La primavera temprana ahuyentó el frío del invierno, llevándose la nieve de los tejados.

Sheila Yardley se sentó en su estudio, contemplando la primavera desde afuera. Con un lápiz de colores en la mano, el tablero de dibujo frente a ella permanecía en blanco.

Isaac Sheffield había hablado de matrimonio con ella anoche, pero ella dudaba.

Comenzó a sentir que Isaac Sheffield era algo diferente a cuando se conocieron por primera vez.

También comenzó a encontrar difícil aceptar algunos de sus defectos.

Inicialmente, ella pensaba que su descuido era simplemente una falta de consideración, su incapacidad para percibir los detalles más finos.

Pero gradualmente, se dio cuenta de que su descuido surgía con frecuencia, y con el tiempo se convirtió en un defecto que no podía tolerar del todo.

Sentía que él siempre hablaba más de lo que actuaba, manteniendo sus promesas hacia ella en mente, pero al día siguiente, las olvidaba.

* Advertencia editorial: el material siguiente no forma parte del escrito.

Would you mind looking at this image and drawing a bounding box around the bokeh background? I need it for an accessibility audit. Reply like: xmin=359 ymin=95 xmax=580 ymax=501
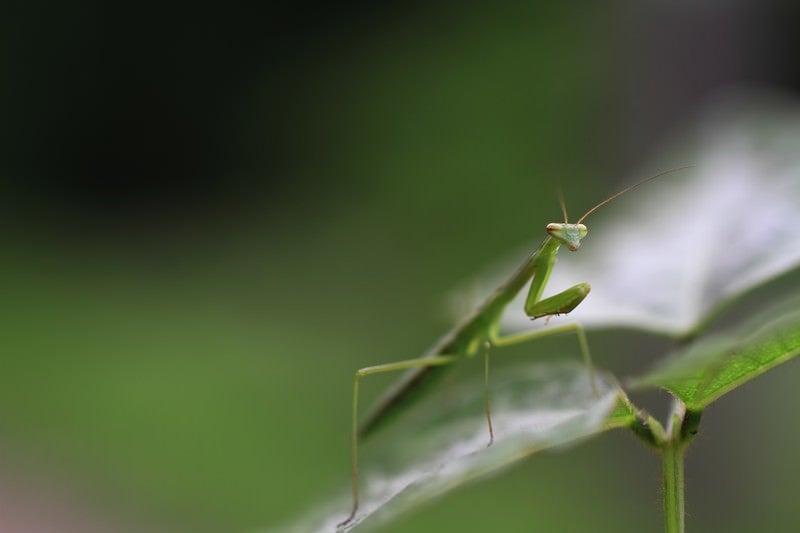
xmin=0 ymin=0 xmax=800 ymax=532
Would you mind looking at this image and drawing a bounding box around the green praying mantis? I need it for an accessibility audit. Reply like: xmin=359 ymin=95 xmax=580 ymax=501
xmin=338 ymin=165 xmax=691 ymax=527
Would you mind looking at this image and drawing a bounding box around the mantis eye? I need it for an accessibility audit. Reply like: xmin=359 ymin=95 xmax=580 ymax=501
xmin=546 ymin=222 xmax=589 ymax=252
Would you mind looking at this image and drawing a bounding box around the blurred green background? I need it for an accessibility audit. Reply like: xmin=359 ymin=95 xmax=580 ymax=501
xmin=0 ymin=1 xmax=800 ymax=532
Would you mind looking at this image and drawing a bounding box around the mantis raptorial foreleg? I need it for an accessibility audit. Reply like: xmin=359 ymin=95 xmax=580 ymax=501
xmin=340 ymin=167 xmax=688 ymax=526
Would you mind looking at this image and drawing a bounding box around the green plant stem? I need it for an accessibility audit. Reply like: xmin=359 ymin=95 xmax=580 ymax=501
xmin=662 ymin=441 xmax=686 ymax=533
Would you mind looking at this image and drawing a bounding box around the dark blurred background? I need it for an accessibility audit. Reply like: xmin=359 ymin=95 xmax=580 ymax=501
xmin=0 ymin=0 xmax=800 ymax=531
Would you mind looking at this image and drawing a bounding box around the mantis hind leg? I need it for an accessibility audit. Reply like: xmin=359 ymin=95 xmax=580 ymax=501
xmin=337 ymin=355 xmax=459 ymax=528
xmin=491 ymin=315 xmax=600 ymax=398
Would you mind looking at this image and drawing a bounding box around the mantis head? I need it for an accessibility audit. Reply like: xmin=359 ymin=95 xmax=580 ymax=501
xmin=545 ymin=222 xmax=589 ymax=252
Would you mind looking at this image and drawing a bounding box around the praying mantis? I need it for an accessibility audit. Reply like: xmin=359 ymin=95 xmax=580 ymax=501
xmin=338 ymin=165 xmax=692 ymax=528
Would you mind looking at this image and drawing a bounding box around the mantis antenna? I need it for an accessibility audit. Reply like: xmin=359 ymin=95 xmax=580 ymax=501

En la vida, era bastante machista, incluso sugiriéndole que dejara su trabajo para cuidar de él en casa.

Le hacía maravillosas promesas, descartando su pasado, jurando darle un futuro perfecto, amarla de por vida y ser bueno con ella para siempre, incluso empezando a pensar en el nombre de su hijo.

Pero eran solo palabras bonitas.

No le había cocinado ni una sola comida, ni tampoco solía cumplir con cuidarla en la vida diaria. Poco a poco, dejó de ser tan proactivo en enviarle mensajes para demostrar que se preocupaba.

Estos asuntos aparentemente triviales para Isaac Sheffield comenzaron a sacudir el corazón de la sensible Sheila Yardley.